Big-data generates big traffic, it seems, and that calls for some serious planning on the part of enterprise IT managers.
Big-data. It's popping up in the news more and more frequently, portrayed as the next, ahem, big thing in IT. Ploughing through mountains of data in real-time has been helping companies such as Yahoo, eBay, and Google serve up just the right data for visitors to their sites and now, increasingly, other non-Web-centric companies are embracing the technology, too. Among the bigger names to have described their big-data activities: JPMorgan, Disney, Nokia, and CBS.
How come? Obviously, there's beaucoup data available, thanks to a world chock-full of computers and things controlled and monitored by computers. And, equally important, the cost of collecting and sifting through great amounts of data has been slashed with help from open-source software like Hadoop, which is designed specifically to run superbly on even low-cost commodity processors and disk drives.
What many enterprises are finding out, according to Internet Research Group (IRG), is that big-data leads to big traffic, and that some special planning is required to get big-data's big datasets copied and moved to where they need to be, before and after they're mined for valuable insights.
Granted, IRG's research into big-data's communications needs was funded in part by a company called Infineta Systems, which specializes in WAN optimization (using cacheing and other techniques to squeeze maximum effective bandwidth from long-distance links, that is.) But the reasoning makes sense: In many large enterprises, large collections of mineable data may be dispersed across several different storage systems and even disparate datacenters. Yet to be fully exploited, these datasets need to be conglomerated to more or less central analytics facilities.

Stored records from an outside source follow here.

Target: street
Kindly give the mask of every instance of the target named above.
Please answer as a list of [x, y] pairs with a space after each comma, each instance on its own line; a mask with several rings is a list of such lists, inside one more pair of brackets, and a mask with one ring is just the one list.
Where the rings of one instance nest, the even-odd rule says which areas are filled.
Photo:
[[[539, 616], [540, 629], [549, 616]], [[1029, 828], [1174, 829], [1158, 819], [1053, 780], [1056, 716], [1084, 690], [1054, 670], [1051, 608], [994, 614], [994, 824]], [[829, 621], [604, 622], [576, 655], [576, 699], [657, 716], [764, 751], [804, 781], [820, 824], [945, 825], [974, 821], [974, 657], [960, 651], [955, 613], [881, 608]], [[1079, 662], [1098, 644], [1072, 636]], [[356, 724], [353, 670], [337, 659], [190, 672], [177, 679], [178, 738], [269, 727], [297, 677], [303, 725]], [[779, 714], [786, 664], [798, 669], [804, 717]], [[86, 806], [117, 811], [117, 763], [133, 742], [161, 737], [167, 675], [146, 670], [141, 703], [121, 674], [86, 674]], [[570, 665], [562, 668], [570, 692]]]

In the case of early big-data users, such as Yahoo, data storage and analytics co-exist by design. But in many enterprises, for reasons of history, analytics facilities and big pools of data may end up in quite different locations. And that, IRG says, makes big-data a matter of "both throughput capacity [typically involving large clusters of Hadoop-based processing nodes] and intelligent data movement." The factors that call for consideration include:
- Which datasets are required by jobs queuing up for execution.
- The policies for moving and securing data in transit.
- What resources may be required as jobs execute.
- The allocation of the completed datasets to execution servers.
IRG asserts:
To get the most from their Hadoop investment, most organizations will eventually want to run hundreds of Hadoop jobs daily, some running for only a few seconds while others may run for hours. The pressure to run more jobs leads to shrinking data movement windows for all jobs. If the data arrival rate slows due to the impact of big traffic (saturated WAN links and increased latency), then job execution slows as well. Fewer jobs can be run, scalability suffers, the utilization rate of the cluster drops, and with it the return on investment.
The solution: Solid and early planning. First, the appropriate people in the enterprise IT department must familiarize themselves with the workings and operating characteristics of software like Hadoop and MapReduce. Building and playing around with a prototype is a particularly good approach. Early on, though, IRG urges IT to consider the movement of data among Hadoop clusters, which may well be isolated from each other by large distances.
What's more, many enterprises are likely to forego investing in their own big-data facilities and will instead turn to one of the various rent-a-Hadoop services that are springing up. But here, too, consideration of WAN transit times, optimization techniques, and strictly limited processing windows is a must.
What's your take on big-data? Has it raised any communications issues in your setup?